The reality is that mobile collaboration tools are already in the workplace.  That ever-present smartphone pinging you with new email and text message alerts is already enabling you to operate and collaborate no matter what your location.  The current generation of people entering the workplace for the first time have spent the last few years of their education with access to all types of smart devices.  In fact, in a recent report by Ericsson ( they identified that video traffic in 2013 accounted for around 35% of total mobile data traffic, but this number is expected to grow to more than 50% by 2019.  Whilst this statistic covers all types of video (real time and streaming) it highlights that users are extremely comfortable with accessing and viewing video on mobile devices.  Add in the familiarity of users today with consumer based video chat tools and it is natural that they will expect the same kind of instantly available, rich media collaboration tools in the workplace.   


This comfort factor with video collaboration and the ability to liberate it from being confined to a conference room is also reflected in the benefits that people are seeing from it.  In the past people would talk specifically about having a video conference - the use of the word “conference” automatically gets you thinking about a formal meeting, internal to an organisation, between traditional boardrooms and conference rooms.  That was how video communications was originally implemented, and the vast majority of benefits focused on cost savings, typically through a reduction in travel expenditure.  But now the ability to deliver video to just about any device (IP phone, desktop, smart device) means that people are now collaborating rather than conferencing, and the benefits being seen are evolving in a similar way.  Customers are now using video collaboration in business for topics as wide ranging as online buying, disaster recovery / business continuity and even remote inspection.  A recent survey conducted by Polycom and the industry analyst Wainhouse Research ( showed that 94% of respondents were using collaboration for productivity and efficiency gains.


The wide ranging benefits that video collaboration delivers, plus the almost mandatory demand for these tools across all devices by the latest generation of workers, means that organisations need to be considering how they implement this within their organisation if they haven’t already.  The top three things I would recommend any organisation to do as they start on this journey of mobile collaboration would be as follows:


  • Identify your use cases and user base: Learn who or which processes in your organisation will benefit from video collaboration the most. This will help identify what the most productive and cost-effective collaboration solutions will be. Find out which employees are involved in these processes and need to communicate with, from where, and how often, to establish the basic framework for collaboration within your workforce.


  • Identify the most suitable types of mobile devices: A one-size fits all strategy for devices outside the conference room may not be suitable across all business functions.
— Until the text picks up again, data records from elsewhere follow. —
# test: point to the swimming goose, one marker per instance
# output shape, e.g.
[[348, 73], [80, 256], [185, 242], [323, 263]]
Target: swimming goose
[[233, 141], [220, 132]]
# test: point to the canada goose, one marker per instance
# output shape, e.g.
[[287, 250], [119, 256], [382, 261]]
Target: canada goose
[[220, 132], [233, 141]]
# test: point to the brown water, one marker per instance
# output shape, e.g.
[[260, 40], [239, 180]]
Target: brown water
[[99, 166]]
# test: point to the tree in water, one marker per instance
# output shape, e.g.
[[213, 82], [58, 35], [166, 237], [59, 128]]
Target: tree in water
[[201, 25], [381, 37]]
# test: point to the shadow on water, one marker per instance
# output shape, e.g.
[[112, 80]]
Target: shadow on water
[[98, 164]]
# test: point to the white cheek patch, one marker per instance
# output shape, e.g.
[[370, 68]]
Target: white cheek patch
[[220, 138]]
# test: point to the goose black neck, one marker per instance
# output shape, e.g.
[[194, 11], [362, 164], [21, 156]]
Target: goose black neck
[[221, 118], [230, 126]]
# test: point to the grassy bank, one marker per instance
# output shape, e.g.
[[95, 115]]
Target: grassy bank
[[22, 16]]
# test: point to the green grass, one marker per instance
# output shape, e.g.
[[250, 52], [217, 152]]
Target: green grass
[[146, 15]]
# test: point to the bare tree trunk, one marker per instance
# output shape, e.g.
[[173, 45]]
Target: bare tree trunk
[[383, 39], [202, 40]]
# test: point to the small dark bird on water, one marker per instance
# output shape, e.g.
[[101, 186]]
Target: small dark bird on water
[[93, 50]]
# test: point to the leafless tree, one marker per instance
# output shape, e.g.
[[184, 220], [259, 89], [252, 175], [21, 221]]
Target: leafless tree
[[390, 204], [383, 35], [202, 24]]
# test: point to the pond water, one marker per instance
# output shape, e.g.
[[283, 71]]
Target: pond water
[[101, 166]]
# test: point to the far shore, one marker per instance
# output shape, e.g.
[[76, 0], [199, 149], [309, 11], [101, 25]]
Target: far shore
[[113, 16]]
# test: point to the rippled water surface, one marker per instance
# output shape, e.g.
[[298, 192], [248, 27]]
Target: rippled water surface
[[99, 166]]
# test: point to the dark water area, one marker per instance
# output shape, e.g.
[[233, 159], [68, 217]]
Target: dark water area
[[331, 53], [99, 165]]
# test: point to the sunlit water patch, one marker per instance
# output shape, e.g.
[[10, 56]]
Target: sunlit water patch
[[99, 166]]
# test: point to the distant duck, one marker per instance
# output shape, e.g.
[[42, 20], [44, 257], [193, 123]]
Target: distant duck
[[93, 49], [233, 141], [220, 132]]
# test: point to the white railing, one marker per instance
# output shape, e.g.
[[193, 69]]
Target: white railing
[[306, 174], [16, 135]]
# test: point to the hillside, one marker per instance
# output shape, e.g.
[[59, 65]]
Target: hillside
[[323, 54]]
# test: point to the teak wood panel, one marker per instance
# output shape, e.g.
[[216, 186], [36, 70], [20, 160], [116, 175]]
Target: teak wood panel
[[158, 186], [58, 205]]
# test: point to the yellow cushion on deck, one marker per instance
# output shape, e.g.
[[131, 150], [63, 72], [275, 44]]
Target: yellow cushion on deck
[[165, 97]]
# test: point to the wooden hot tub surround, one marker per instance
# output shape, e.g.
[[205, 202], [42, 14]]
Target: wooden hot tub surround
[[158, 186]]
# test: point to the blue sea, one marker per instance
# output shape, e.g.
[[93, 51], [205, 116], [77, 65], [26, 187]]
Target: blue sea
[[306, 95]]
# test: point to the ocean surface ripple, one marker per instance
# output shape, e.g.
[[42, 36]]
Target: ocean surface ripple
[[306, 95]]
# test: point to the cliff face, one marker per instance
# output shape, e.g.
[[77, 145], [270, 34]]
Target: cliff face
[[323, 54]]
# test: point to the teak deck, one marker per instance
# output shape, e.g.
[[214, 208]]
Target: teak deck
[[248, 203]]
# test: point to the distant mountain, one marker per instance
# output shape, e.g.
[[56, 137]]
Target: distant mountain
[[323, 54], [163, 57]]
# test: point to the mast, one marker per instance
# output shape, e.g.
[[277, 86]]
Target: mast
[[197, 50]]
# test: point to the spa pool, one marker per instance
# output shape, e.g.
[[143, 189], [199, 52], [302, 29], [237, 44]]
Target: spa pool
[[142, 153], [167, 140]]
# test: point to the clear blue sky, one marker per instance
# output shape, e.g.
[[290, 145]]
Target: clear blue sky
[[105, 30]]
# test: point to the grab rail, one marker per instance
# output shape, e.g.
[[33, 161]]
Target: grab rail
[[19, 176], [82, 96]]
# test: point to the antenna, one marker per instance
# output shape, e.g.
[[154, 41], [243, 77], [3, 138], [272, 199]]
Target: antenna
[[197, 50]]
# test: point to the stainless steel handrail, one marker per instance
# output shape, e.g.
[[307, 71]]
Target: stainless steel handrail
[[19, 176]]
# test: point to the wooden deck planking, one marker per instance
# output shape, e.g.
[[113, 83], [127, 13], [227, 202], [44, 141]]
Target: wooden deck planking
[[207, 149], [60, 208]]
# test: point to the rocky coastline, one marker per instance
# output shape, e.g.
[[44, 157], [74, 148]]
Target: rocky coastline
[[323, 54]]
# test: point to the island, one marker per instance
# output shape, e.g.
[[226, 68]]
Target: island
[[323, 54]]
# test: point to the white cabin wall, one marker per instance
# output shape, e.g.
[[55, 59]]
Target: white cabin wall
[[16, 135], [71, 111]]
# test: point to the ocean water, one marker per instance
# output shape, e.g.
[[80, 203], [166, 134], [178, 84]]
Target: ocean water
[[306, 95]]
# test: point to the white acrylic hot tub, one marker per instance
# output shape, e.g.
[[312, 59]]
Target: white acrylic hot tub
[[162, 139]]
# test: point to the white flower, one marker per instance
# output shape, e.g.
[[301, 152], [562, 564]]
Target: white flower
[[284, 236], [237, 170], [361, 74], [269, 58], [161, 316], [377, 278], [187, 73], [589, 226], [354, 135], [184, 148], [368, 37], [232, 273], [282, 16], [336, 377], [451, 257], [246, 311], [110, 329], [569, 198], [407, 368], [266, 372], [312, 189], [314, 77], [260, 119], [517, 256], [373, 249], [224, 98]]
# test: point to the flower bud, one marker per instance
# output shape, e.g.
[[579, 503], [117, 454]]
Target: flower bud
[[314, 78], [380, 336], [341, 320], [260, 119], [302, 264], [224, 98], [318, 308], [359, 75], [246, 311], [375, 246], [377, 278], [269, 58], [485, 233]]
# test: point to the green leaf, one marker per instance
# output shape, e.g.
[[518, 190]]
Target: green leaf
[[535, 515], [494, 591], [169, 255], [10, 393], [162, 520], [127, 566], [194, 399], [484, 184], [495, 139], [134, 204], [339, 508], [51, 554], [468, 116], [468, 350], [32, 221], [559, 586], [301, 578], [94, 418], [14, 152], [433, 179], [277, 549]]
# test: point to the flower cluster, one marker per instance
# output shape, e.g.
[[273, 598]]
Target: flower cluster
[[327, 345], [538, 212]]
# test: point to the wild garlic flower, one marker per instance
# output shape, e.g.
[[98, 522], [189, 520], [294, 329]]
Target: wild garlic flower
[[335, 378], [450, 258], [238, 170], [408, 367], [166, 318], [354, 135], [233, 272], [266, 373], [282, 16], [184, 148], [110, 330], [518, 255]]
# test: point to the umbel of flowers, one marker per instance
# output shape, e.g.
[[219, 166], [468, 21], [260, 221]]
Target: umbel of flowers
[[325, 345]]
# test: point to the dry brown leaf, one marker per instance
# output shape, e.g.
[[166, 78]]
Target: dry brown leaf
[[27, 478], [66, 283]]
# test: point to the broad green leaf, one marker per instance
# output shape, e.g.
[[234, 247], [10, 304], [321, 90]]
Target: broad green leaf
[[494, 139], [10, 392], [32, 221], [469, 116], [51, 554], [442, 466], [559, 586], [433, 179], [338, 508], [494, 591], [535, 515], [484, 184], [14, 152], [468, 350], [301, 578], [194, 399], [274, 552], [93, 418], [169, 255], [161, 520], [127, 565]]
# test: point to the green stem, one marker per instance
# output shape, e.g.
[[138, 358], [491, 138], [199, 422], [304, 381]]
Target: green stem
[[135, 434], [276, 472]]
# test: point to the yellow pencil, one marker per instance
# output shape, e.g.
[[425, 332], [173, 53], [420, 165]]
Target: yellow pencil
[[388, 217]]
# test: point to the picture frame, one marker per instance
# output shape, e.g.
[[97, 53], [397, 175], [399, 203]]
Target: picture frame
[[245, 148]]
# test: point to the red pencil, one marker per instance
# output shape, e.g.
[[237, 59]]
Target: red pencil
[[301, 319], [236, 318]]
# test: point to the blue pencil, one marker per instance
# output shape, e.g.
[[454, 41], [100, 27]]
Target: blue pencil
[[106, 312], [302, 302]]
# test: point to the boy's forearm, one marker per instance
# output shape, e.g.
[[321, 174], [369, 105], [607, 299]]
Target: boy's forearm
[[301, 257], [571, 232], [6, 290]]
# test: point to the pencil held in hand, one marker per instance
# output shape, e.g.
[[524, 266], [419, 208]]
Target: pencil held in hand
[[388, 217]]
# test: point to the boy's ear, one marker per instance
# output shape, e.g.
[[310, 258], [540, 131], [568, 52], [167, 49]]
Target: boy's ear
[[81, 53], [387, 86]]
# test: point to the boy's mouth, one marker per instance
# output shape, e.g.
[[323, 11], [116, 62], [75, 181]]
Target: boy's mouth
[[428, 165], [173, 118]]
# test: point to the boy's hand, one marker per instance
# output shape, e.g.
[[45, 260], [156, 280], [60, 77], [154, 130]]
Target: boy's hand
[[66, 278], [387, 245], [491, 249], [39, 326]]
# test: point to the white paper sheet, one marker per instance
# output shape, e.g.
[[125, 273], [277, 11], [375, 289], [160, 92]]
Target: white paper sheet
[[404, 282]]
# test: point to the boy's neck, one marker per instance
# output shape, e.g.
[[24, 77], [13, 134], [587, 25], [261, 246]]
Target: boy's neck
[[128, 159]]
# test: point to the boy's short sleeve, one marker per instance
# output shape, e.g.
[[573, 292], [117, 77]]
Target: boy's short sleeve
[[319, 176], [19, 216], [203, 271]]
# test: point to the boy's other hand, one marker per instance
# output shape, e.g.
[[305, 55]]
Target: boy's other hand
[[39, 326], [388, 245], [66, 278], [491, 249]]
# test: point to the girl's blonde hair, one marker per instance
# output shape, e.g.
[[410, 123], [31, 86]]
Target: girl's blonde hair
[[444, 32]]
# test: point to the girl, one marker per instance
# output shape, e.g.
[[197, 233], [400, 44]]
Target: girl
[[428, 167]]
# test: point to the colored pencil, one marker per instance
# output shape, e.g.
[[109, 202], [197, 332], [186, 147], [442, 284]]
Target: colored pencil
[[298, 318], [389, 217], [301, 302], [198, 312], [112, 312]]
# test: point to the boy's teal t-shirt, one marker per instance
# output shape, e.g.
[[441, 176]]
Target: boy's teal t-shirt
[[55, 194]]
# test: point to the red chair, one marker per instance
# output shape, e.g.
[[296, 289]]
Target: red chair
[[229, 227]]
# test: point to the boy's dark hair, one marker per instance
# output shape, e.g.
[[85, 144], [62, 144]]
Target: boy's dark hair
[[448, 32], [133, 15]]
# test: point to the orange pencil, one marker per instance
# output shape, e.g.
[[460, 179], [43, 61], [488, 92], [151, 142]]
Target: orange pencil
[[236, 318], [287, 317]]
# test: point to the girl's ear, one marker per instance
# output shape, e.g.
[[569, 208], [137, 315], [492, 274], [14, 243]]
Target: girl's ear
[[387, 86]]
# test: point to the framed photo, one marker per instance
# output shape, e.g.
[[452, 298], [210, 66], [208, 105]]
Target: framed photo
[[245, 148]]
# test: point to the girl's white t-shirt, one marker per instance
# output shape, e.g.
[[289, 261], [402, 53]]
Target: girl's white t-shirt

For instance, a teleworker may require a higher quality desktop solution, such as a video-enabled desk phone or laptop, whereas for a salesperson who is constantly on the move, a mobile or tablet device with a video application may be the right way.


  • Analyse network requirements: Will users be on-net or off-net?  Will they be coming in over a VPN or in the clear across the internet?  Answers to these kinds of questions will help determine the firewall strategy to implement video collaboration, along with any associated security requirements such as encryption.


Video collaboration, both fixed and mobile, delivers real benefits to all types of organisations and is rapidly becoming a “must have” for any workforce.  A little bit of forethought and initial planning can go a long way to help ensure that a video roll out is smooth, and delivers immediate benefits.